The two women behind Our Name Is Farm. Photo by Natasha Mitchko Photography.

Liz Vaknin and Shelley Golan both had no idea that what began as a video blog would be the seed that would grow their business.

“We never thought of opening up our own company,” says Vaknin. “We’re incredibly grateful, every day.”

Our Name Is Farm is a New York–based digital media and event production firm owned and operated by both women, who met in Israel while in college and began working together in 2013. Vaknin had worked as a chef in fine-dining restaurant kitchens, and Golan as an executive assistant in fashion marketing along with social media and post-production in video.

They bring together the local food movement and technology by using digital media storytelling, providing services in everything from design to digital marketing to public relations. Golan is the partner who handles most of the post-production on projects, and they intend for their reach to go beyond building user-friendly websites and creating videos.

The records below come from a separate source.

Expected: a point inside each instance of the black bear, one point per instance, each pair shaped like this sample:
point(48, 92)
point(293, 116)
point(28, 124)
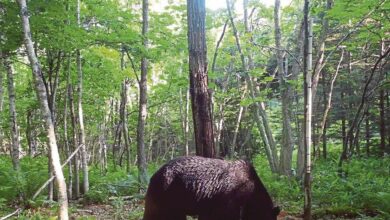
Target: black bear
point(212, 189)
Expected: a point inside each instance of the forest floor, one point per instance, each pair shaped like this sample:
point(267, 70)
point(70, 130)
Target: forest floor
point(133, 210)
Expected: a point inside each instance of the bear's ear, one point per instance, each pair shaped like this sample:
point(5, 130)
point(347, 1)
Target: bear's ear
point(276, 210)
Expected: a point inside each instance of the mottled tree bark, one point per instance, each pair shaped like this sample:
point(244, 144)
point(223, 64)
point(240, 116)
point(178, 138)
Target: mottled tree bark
point(200, 97)
point(84, 162)
point(307, 68)
point(49, 126)
point(143, 98)
point(15, 143)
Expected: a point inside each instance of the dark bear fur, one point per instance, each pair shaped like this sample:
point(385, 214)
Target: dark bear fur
point(212, 189)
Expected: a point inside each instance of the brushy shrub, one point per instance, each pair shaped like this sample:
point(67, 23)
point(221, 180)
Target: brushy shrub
point(364, 190)
point(32, 174)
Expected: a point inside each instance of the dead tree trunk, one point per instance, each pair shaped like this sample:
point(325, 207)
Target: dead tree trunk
point(307, 68)
point(200, 97)
point(49, 126)
point(287, 145)
point(143, 98)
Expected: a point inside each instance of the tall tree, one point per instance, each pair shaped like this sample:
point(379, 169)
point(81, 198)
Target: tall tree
point(307, 68)
point(42, 95)
point(260, 115)
point(1, 103)
point(285, 95)
point(143, 97)
point(15, 140)
point(200, 96)
point(84, 162)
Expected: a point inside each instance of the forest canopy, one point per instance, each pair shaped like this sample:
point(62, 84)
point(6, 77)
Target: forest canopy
point(101, 93)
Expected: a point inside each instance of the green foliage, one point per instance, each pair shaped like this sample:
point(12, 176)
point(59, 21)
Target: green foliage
point(364, 191)
point(25, 182)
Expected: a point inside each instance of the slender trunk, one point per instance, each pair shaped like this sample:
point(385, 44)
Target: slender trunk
point(382, 117)
point(15, 144)
point(74, 142)
point(66, 139)
point(382, 128)
point(200, 96)
point(307, 68)
point(32, 147)
point(143, 98)
point(237, 126)
point(328, 98)
point(388, 119)
point(123, 115)
point(259, 111)
point(187, 122)
point(1, 104)
point(368, 136)
point(285, 88)
point(320, 62)
point(49, 126)
point(84, 161)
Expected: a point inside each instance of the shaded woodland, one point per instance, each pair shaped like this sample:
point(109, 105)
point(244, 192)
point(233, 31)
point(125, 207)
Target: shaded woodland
point(96, 95)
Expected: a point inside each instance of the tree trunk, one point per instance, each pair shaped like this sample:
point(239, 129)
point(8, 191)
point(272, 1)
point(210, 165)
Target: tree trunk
point(382, 117)
point(1, 104)
point(259, 111)
point(186, 136)
point(368, 136)
point(382, 122)
point(123, 115)
point(30, 136)
point(66, 139)
point(15, 144)
point(143, 98)
point(287, 145)
point(84, 161)
point(74, 142)
point(307, 68)
point(41, 92)
point(200, 97)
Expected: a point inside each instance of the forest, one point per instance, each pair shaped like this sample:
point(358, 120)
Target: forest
point(96, 95)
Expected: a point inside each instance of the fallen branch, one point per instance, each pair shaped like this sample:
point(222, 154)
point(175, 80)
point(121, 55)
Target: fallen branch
point(120, 197)
point(19, 210)
point(53, 176)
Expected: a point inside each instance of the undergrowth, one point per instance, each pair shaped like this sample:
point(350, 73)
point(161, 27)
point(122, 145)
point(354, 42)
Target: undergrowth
point(363, 191)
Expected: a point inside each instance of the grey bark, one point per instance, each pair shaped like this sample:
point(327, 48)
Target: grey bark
point(84, 153)
point(76, 172)
point(66, 139)
point(287, 145)
point(49, 126)
point(15, 144)
point(30, 134)
point(143, 98)
point(307, 68)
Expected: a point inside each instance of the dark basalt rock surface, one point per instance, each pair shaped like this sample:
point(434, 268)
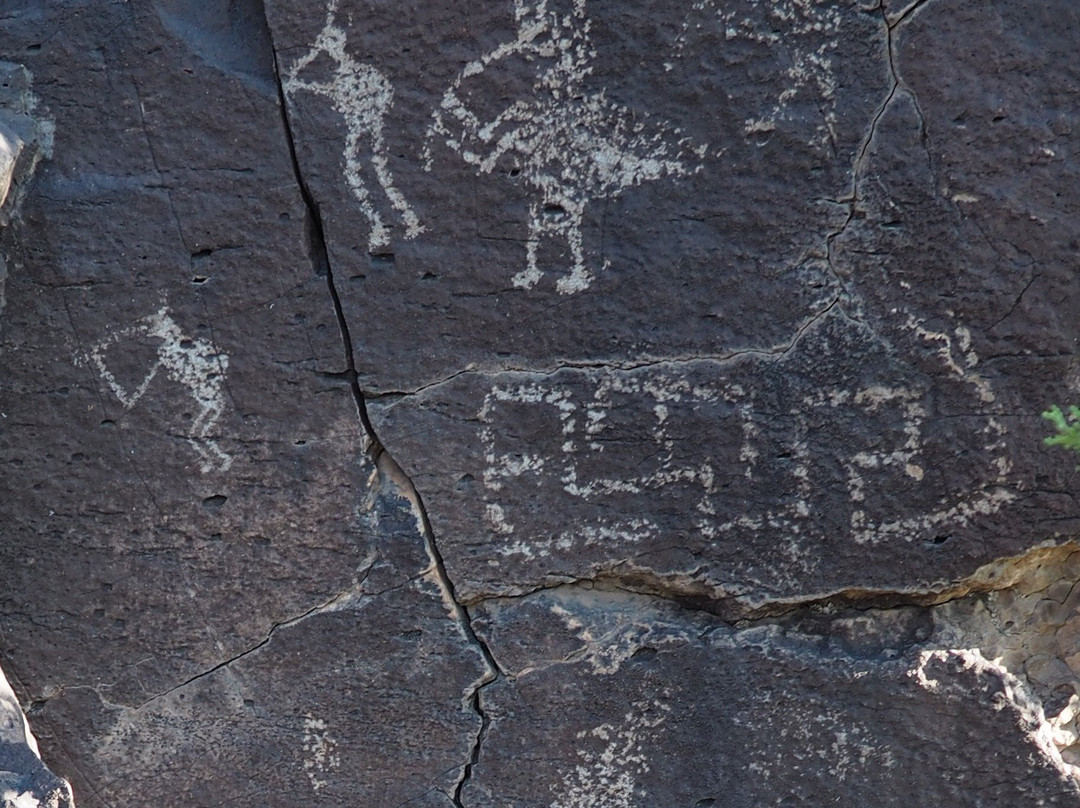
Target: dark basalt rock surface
point(540, 403)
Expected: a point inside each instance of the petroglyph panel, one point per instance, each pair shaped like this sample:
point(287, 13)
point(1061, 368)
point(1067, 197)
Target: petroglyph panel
point(571, 147)
point(759, 476)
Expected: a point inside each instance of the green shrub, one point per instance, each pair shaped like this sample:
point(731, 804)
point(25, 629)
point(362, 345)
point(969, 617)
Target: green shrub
point(1067, 426)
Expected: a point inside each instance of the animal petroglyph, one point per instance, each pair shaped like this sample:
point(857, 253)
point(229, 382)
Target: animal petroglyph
point(592, 434)
point(196, 364)
point(801, 35)
point(571, 146)
point(363, 96)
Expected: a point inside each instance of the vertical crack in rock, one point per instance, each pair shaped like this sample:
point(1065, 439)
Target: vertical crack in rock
point(389, 471)
point(859, 167)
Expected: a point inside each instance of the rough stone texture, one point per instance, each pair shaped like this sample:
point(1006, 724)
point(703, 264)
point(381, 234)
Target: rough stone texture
point(25, 782)
point(541, 402)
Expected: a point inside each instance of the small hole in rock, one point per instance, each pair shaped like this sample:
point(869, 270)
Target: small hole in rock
point(214, 502)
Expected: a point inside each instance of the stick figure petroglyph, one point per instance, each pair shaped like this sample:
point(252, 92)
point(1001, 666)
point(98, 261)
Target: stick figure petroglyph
point(194, 364)
point(574, 146)
point(363, 96)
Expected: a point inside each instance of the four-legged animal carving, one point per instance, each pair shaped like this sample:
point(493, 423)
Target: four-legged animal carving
point(574, 146)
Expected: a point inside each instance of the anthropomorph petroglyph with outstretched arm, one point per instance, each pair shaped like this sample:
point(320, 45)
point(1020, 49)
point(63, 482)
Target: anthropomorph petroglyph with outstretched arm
point(194, 364)
point(363, 96)
point(572, 146)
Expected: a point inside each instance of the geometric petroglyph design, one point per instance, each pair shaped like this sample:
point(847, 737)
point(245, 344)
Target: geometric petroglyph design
point(363, 96)
point(193, 363)
point(801, 35)
point(588, 414)
point(570, 146)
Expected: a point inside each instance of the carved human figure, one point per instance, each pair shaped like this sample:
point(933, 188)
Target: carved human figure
point(196, 364)
point(572, 146)
point(363, 96)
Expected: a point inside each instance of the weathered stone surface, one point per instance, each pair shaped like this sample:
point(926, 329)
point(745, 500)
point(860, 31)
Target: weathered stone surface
point(859, 407)
point(711, 339)
point(832, 707)
point(25, 782)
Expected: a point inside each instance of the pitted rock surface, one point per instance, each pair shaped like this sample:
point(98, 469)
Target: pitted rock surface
point(539, 403)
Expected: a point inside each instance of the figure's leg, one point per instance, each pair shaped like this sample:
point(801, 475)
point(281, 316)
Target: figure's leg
point(413, 227)
point(579, 278)
point(211, 455)
point(378, 236)
point(531, 274)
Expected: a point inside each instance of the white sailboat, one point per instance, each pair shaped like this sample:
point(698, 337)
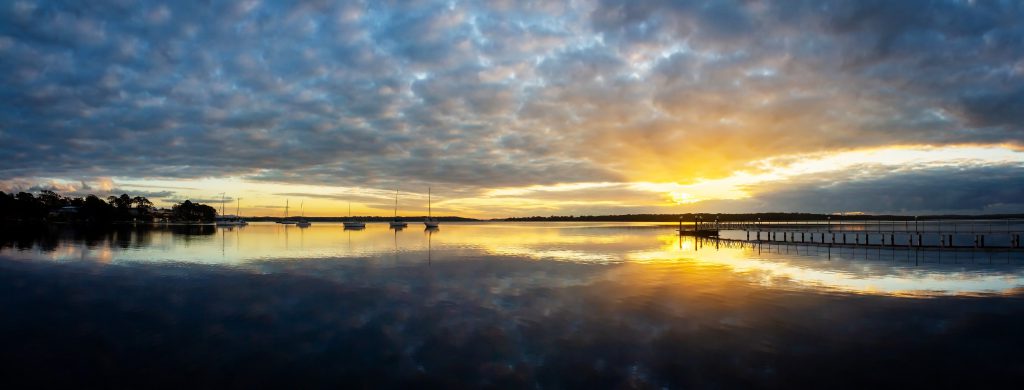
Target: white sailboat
point(397, 222)
point(302, 222)
point(351, 223)
point(228, 220)
point(430, 221)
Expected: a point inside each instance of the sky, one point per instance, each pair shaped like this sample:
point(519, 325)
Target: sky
point(519, 107)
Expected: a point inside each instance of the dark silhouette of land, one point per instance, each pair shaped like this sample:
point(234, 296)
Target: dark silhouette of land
point(51, 207)
point(707, 217)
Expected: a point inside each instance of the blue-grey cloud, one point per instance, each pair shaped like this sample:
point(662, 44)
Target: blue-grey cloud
point(492, 93)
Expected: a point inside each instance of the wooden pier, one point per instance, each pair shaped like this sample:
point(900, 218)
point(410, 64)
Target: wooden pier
point(986, 234)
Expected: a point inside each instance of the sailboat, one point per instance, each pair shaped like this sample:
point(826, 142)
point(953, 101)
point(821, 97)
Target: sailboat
point(351, 223)
point(227, 220)
point(286, 220)
point(397, 222)
point(302, 222)
point(430, 221)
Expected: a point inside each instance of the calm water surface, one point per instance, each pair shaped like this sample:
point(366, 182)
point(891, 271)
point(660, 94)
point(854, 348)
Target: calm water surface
point(553, 305)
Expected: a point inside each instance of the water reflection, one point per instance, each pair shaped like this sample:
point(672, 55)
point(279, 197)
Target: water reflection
point(872, 270)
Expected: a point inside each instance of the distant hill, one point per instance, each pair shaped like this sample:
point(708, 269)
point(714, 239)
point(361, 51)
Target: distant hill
point(358, 218)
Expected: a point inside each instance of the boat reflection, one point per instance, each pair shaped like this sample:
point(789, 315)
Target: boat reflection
point(871, 270)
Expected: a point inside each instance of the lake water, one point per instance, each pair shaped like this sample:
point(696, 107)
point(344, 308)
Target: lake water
point(560, 305)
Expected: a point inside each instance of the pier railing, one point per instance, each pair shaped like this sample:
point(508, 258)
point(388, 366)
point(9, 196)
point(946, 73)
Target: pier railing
point(932, 233)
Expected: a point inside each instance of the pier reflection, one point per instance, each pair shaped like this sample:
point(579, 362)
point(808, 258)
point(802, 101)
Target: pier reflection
point(893, 270)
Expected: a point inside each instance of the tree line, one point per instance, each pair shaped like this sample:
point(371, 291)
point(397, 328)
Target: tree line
point(48, 206)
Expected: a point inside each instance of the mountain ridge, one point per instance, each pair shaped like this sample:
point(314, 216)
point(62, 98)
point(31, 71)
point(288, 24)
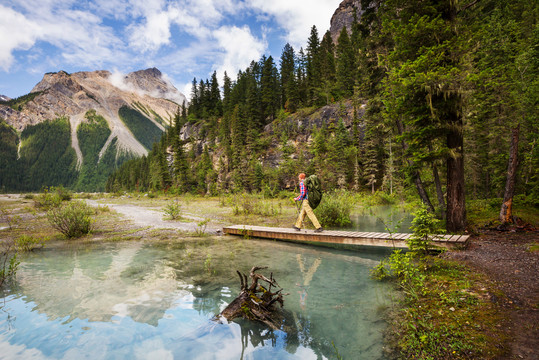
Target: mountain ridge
point(145, 97)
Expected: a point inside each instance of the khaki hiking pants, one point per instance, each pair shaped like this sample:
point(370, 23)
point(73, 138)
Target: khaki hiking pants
point(306, 210)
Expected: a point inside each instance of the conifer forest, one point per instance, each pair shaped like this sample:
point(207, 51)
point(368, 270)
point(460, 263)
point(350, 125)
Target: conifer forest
point(434, 100)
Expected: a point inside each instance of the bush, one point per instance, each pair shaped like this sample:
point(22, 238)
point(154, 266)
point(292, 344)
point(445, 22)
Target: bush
point(246, 204)
point(29, 243)
point(423, 226)
point(334, 210)
point(173, 210)
point(8, 260)
point(47, 200)
point(73, 219)
point(52, 197)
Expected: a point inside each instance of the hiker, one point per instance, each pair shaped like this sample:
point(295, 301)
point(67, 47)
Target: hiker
point(305, 207)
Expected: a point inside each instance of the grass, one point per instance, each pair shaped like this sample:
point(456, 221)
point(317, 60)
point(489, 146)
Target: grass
point(453, 318)
point(486, 212)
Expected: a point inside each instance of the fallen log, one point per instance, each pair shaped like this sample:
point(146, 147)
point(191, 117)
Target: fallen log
point(257, 302)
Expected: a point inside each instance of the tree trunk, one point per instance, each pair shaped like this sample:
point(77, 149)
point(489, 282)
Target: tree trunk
point(506, 212)
point(423, 195)
point(456, 203)
point(438, 184)
point(439, 191)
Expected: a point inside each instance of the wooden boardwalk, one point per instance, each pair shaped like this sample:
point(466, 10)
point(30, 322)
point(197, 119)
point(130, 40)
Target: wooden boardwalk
point(342, 237)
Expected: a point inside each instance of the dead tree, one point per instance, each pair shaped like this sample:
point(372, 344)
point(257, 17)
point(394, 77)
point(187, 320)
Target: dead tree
point(257, 302)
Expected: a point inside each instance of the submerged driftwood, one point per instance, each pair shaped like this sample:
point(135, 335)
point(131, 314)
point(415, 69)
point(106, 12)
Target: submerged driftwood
point(257, 302)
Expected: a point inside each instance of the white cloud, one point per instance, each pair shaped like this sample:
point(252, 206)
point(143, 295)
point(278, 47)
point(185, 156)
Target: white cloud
point(118, 79)
point(240, 48)
point(79, 35)
point(298, 16)
point(153, 34)
point(17, 33)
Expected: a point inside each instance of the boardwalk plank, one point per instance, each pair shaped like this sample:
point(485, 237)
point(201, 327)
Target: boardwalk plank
point(338, 236)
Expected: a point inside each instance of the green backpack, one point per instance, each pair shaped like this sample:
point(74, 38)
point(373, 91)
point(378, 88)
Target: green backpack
point(314, 191)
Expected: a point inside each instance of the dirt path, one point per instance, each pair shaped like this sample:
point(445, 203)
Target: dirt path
point(144, 217)
point(507, 259)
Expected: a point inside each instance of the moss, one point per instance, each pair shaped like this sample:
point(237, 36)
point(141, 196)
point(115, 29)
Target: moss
point(453, 318)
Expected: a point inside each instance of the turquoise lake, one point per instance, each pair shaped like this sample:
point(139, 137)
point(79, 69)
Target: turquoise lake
point(142, 300)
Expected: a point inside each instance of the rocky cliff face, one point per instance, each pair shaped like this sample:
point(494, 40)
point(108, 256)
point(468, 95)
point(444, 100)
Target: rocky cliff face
point(344, 17)
point(72, 95)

The company works with sustainable farmers, producers, distributors and more, helping clients grow their brands and encourage sustainability. “We’re placing focus on the great work of the farms,” Vaknin says. “I lean into the statement that: ‘If you are what you eat, then do you know what you are?’”

“The best outcome has been creating a network that’s built friendships in a top-shelf greenmarket—being part of a community and engaging one another, says Golan. “We’re hoping to start a continuing dialogue between farmers and consumers alike. It allows expansion and brings brands together.” Vaknin adds, “No community can be made by shutting people out. We’re here championing the message of inclusiveness.”

I worked with the two of them when I was just beginning my own venture into a food and arts education business, and can attest that they truly do exercise this claim to welcome in new people. Their long list of collaborations makes their philosophy just as evident. They’ve partnered with several local organizations and businesses in and around Brooklyn for fundraising and events: Agritecture, Food Loves Tech, AgTech-X, Food + Enterprise Summit, Brooklyn Roasting Company, Local 61 and Kings Country Distillery, to name a few.

Vaknin and Golan hope to push even farther than New York City. As Golan says, “If we can continue to strive toward getting people to realize that fresh food is a human right and shouldn’t be a privilege, on a global level, that will be our greatest motivator.”